Para o presidente da instituição, Aloizio Mercadante, os resultados do primeiro semestre foram bastante positivos.

“É um balanço extraordinário. É muito raro você conseguir combinar essas condições que estamos aqui apresentando hoje, com consistente e acelerado crescimento no volume de créditos e uma rentabilidade que é a segunda maior do mercado”, disse ele no final da manhã de hoje (12), em entrevista coletiva concedida na sede da instituição, em São Paulo.

Os ativos totais do banco, nesse primeiro trimestre, somaram R$ 1,05 trilhão, maior valor de sua da história, segundo o BNDES. Já a carteira de crédito alcançou R$ 684 bilhões, maior patamar desde 2016. O patrimônio líquido, por sua vez, atingiu R$ 181 bilhões, maior patamar histórico.

Além disso, informou o banco, as aprovações de crédito somaram R$ 110,6 bilhões no período, aumento de 52% na comparação com o ano passado. Os maiores crescimentos foram observados no crédito à infraestrutura (+ 91%) e agropecuária (+ 46%), que somaram, respectivamente, R$ 46 bilhões e R$ 24,8 bilhões.

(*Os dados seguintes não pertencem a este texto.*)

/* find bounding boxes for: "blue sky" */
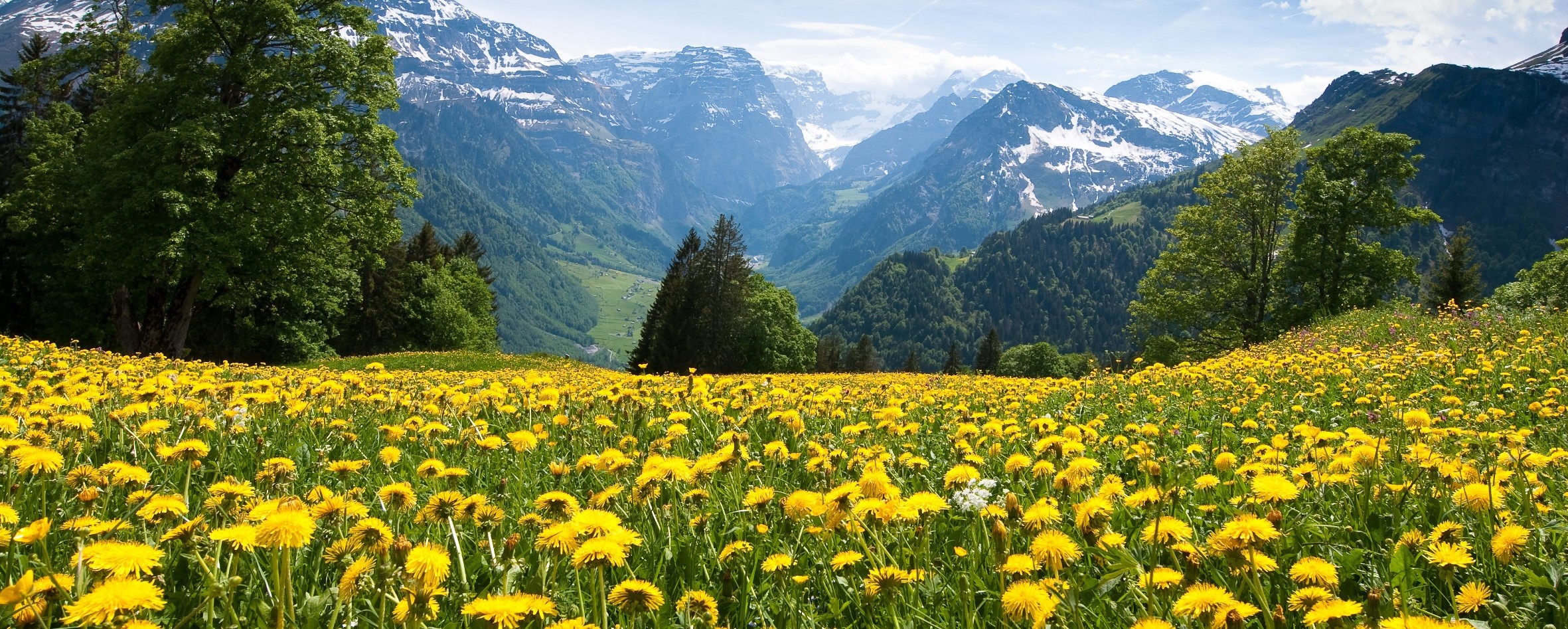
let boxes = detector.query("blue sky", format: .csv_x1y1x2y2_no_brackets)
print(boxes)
464,0,1568,107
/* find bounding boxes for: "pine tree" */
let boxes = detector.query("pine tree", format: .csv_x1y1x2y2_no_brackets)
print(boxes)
1425,226,1480,311
844,334,881,373
817,334,844,373
684,215,751,373
408,221,445,262
627,229,702,373
451,230,495,284
943,342,965,375
975,328,1002,373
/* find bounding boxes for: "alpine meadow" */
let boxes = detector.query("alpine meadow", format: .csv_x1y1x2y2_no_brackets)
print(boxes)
0,0,1568,629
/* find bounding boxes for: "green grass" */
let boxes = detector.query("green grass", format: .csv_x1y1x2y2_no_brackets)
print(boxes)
562,262,659,359
832,182,870,210
1095,201,1143,225
291,351,579,372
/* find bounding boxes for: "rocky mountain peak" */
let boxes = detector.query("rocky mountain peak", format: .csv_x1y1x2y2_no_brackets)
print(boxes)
1508,29,1568,82
1105,70,1294,134
572,45,826,201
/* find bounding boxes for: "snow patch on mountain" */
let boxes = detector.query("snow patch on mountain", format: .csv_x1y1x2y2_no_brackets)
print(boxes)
965,83,1259,212
765,66,914,166
1105,70,1295,134
1508,29,1568,83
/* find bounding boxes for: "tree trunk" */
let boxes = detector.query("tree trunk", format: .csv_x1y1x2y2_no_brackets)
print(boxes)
110,272,202,357
110,284,141,355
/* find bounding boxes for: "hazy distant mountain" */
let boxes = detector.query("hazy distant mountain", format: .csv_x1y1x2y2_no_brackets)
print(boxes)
834,91,991,179
768,68,915,168
1105,70,1294,135
1508,29,1568,82
753,82,1257,314
574,45,828,201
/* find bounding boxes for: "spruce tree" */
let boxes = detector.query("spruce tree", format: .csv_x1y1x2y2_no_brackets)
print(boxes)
627,229,702,373
975,328,1002,373
1425,226,1480,311
845,334,881,373
682,215,751,373
817,334,844,373
943,342,965,375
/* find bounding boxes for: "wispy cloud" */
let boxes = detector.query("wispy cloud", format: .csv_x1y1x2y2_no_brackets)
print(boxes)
1301,0,1555,69
751,36,1024,96
784,22,883,38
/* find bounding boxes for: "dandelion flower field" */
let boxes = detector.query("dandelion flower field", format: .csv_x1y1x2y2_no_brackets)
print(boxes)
0,311,1568,629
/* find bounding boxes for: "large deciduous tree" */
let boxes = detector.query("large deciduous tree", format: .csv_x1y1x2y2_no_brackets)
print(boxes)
1422,226,1482,311
1281,126,1438,323
5,0,414,359
1131,129,1301,350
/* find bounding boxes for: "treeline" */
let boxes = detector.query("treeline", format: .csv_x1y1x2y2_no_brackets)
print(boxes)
627,215,817,373
813,127,1505,373
1131,126,1438,363
0,0,494,361
813,209,1166,372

Já os créditos ao comércio e serviços somaram R$ 17,3 bilhões, o que significou aumento de 27%, enquanto os créditos para a indústria atingiram R$ 22,5 bilhões, alta de 24%.

Por sua vez, o apoio às micro, pequenas e médias empresas somou R$ 108,2 bilhões, maior valor da história para o período, com alta de 22% sobre o mesmo período do ano passado.

Quanto à inadimplência registrada para 90 dias, ela se manteve praticamente estável, em torno de 0,05%, inferior à do Sistema Financeiro Nacional, que é 4,68% no geral e 0,66% para grandes empresas.

Diversificação

Durante a entrevista coletiva, Mercadante informou que o BNDES tem procurado diversificar sua carteira, investindo em novos setores e projetos como o carro voador, inteligência artificial, minerais críticos e terras raras. “Vamos entrar forte em terras raras, lítio e em mobilidade. Estamos financiando o PIB de toda indústria automotiva para fazer o elétrico flex para trazer o biocombustível junto com a mobilidade elétrica, que é uma rota tecnológica própria que o Brasil está perseguindo”, afirmou.

O presidente do banco explicou que o BNDES tem trabalhado em projetos de reconstrução e antecipado ações de prevenção e combate às mudanças climáticas. “Nós vamos ter novas emergências climáticas. O El Niño está vindo com força e tudo sinaliza que este ano já está muito mais quente no Brasil do que em 2024. Devemos ter muita chuva no sul, ondas de calor no Sudeste e muita seca no Norte e Nordeste. Então [o BNDES] vai ter que entrar [nesse tema]. Vamos ter que ajudar essas empresas, essas comunidades, essas famílias”, explicou.